If tool_results is required, adjust:

 summary = TurnSummary(
     llm_response=...,
-    tool_calls=[],
-    rag_chunks=rag_chunks,
+    tool_calls=[],
+    tool_results=[],
+    rag_chunks=rag_chunks,
 )

Also applies to: 887-891


915-942: Fix “attatchment” typo in validation error messages.

The error messages in validate_attachments_metadata still contain the typo:

"Invalid attatchment type ..."
"Invalid attatchment content type ..."

This was previously flagged. Update to:

-            message = (
-                f"Invalid attatchment type {attachment.attachment_type}: "
+            message = (
+                f"Invalid attachment type {attachment.attachment_type}: "
@@
-            message = (
-                f"Invalid attatchment content type {attachment.content_type}: "
+            message = (
+                f"Invalid attachment content type {attachment.content_type}: "

This improves API error clarity and keeps tests/docs consistent.

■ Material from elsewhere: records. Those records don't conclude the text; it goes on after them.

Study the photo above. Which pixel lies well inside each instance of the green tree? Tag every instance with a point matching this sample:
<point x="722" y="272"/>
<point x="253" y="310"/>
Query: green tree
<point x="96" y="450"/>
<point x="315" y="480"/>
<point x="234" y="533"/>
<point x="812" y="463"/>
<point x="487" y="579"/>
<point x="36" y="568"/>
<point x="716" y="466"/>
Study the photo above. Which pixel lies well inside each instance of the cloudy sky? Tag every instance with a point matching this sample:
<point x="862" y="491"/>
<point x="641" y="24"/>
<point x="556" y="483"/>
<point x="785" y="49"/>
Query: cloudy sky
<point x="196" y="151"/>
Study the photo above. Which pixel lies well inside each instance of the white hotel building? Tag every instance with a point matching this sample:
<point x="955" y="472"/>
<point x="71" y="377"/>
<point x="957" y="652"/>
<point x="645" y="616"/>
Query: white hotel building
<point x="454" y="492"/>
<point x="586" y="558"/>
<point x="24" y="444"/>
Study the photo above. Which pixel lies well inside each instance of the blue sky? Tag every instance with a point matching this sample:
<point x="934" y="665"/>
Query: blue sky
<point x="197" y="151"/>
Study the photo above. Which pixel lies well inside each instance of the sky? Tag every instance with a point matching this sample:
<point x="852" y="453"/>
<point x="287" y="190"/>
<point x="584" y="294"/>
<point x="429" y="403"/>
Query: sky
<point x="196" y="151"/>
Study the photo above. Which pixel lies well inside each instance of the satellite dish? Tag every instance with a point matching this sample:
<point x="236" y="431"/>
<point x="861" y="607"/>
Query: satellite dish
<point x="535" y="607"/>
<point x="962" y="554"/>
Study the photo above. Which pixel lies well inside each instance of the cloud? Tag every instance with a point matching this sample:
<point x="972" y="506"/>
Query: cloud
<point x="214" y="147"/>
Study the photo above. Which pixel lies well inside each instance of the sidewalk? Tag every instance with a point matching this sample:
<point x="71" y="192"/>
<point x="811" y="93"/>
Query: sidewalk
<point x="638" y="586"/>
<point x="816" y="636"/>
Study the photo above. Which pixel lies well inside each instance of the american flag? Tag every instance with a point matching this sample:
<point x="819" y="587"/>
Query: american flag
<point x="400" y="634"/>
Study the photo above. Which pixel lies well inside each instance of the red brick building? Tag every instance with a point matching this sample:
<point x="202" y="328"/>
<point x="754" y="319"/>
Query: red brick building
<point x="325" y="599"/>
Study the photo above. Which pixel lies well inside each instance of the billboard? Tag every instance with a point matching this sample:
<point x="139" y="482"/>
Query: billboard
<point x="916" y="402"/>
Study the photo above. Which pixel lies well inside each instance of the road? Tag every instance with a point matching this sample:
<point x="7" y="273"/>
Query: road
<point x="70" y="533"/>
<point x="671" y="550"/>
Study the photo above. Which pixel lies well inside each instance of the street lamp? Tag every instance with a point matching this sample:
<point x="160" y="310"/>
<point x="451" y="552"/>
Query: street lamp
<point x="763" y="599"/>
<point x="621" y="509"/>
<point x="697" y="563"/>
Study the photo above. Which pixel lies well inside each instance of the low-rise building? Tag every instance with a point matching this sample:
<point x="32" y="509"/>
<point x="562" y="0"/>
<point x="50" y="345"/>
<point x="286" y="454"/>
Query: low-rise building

766-826: Fix vector IO params typing, logging, and exception message formatting in retrieve_response.

Issues in this block:

  • params = {"k": 5, "score_threshold": 0.0} is inferred as dict[str, float], which doesn’t match the more general dict[str, bool | float | str | Iterable | object | None] expected by vector_io.query (mypy error).
  • Logging uses f-strings with potentially large query_response payloads at INFO level (may leak content and is noisy).
  • Exception logging uses f-strings inside logger methods (logger.info(f"...")) instead of %s formatting (style, not correctness).

Suggested cleanup:

-            params = {"k": 5, "score_threshold": 0.0}
-            logger.info(f"Initial params: {params}")
-            logger.info(f"query_request.solr: {query_request.solr}")
+            params: dict[str, Any] = {"k": 5, "score_threshold": 0.0}
+            logger.info("Initial params: %s", params)
+            logger.info("query_request.solr: %s", query_request.solr)
@@
-                params["solr"] = query_request.solr
-                logger.info(f"Final params with solr filters: {params}")
+                params["solr"] = query_request.solr
+                logger.info("Final params with solr filters: %s", params)
@@
-            logger.info(f"Final params being sent to vector_io.query: {params}")
+            logger.info("Final params being sent to vector_io.query: %s", params)
@@
-            logger.info(f"The query response total payload: {query_response}")
+            logger.debug(
+                "Vector IO query returned %d chunks",
+                len(query_response.chunks) if query_response.chunks else 0,
+            )
@@
-    except Exception as e:
-        logger.warning(f"Failed to query vector database for chunks: {e}")
-        logger.debug(f"Vector DB query error details: {traceback.format_exc()}")
+    except Exception as e:
+        logger.warning("Failed to query vector database for chunks: %s", e)
+        logger.debug("Vector DB query error details: %s", traceback.format_exc())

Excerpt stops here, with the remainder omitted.